Within 60 days, the ulcer had visibly healed, and bright, white signatures of arteries streaked across her post-treatment angiograms. The stem cells had apparently re-formed significant lengths of her atrophied circulatory system.

"No one quite knows how it works," said Subrammaniyan, "but somehow, once injected, the stem cells know how to transform into the right sort of cells."

Still, an isolated success story does not necessarily signify a revolution in ulcer treatment.

"This was a single case with no controls," wrote Geoffrey Gurtner, associate professor of surgery at Stanford University and an expert on diabetes care, in an e-mail. "We know that in any disease states, some patients get better even in the absence of care for reasons we do not entirely understand."

A recent The New England Journal of Medicine article, he pointed out, deflated media hype surrounding studies in which doctors transplanted stem cells into damanged hearts. The results are promising, but mixed, the authors found, and more study is necessary before anyone can declare the treatment a cure.

Still, Gurtner commended the Chennai team "for the high-throughput manner in which they isolated and purified the bone marrow cells," calling the method "a real contribution" to stem-cell research.

Diabetes sufferers could use the type of medical breakthrough hinted at by Vamal's recovery. The number of diabetics is on the rise around the world, and amputation is often the only option left to doctors treating patients with critical limb ischemia, a condition that develops in people with severely decreased blood flow in their lower extremities. The problem is a particularly dramatic consequence of diabetes.

According to the American Diabetes Association, patients with diabetes undergo 60 percent of non-trauma-induced amputations in the United States, totaling 82,000 severed limbs in 2002.

India is even worse off than some other places, Subrammaniyan said. He predicts that by 2015, 10 to 15 percent of the population will suffer from some form of diabetes, up from 4 percent today. That would mean more than 100 million diabetics in a country still racked with severe poverty and weak medical infrastructure.
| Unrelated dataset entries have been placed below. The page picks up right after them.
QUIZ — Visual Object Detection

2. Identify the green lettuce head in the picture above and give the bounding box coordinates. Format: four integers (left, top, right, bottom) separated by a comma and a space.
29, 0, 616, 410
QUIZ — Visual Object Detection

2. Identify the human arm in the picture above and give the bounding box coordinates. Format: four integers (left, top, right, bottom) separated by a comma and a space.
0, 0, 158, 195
At the moment, the best treatments for diabetics with critical limb ischemia are surgery to bypass atrophied arteries and certain drug regimens that are not always effective.
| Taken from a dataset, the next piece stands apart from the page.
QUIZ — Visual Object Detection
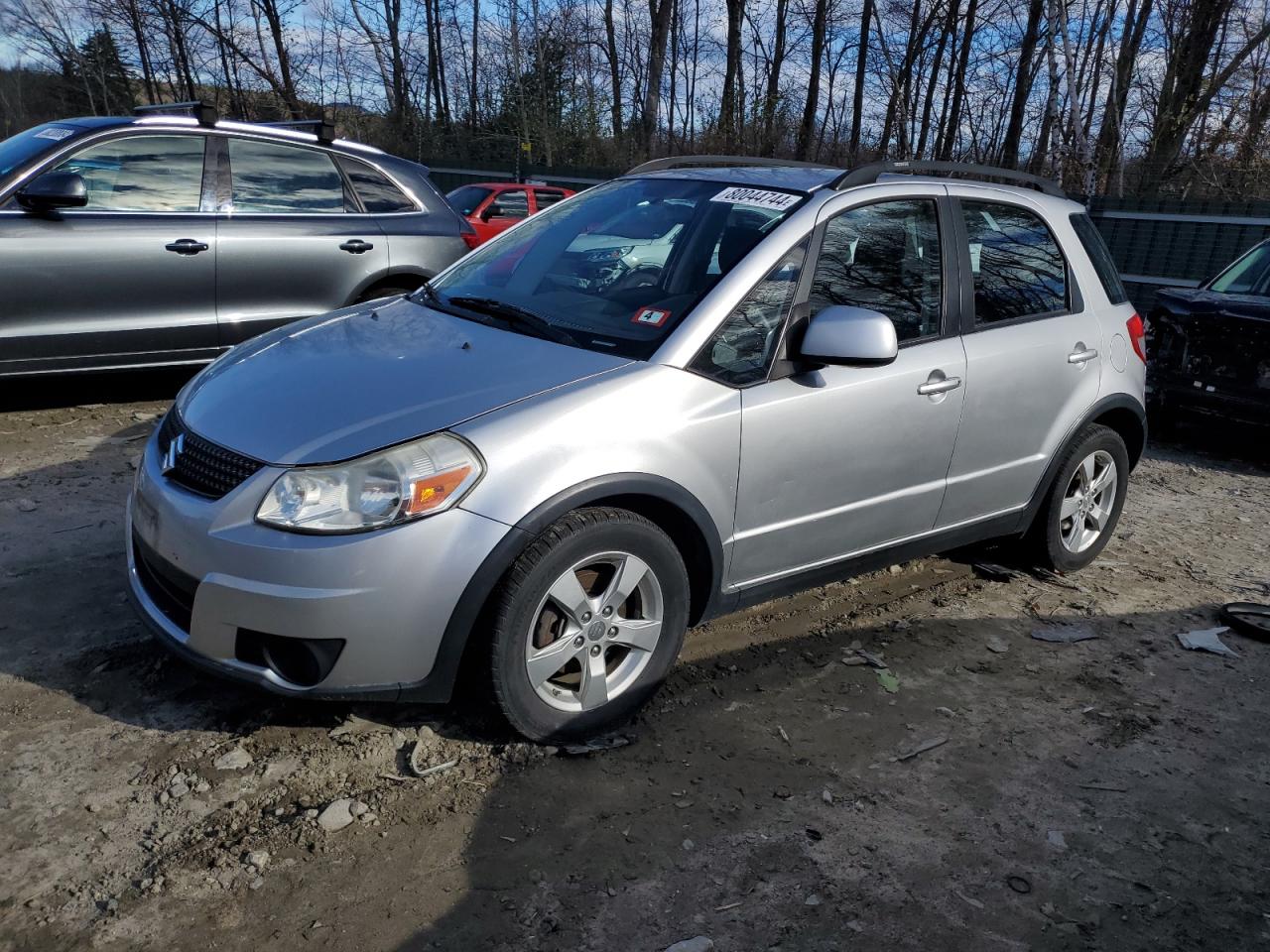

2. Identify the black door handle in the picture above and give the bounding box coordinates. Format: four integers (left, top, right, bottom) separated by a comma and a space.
164, 239, 207, 255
For Subrammaniyan, stem cells will be a necessary part of the future. And what's more, stem-cell treatments could be quite cheap: Vamal's procedure cost less than $2,000. That's more than most Indians can afford, but over time the cost probably would come down.

More importantly, a significant advance in stem-cell therapy could mean the difference between patients walking away from treatment and spending their lives in wheelchairs.

"I am happy," said Vamal as she left the hospital with her family. "I can walk again -- and there is no pain."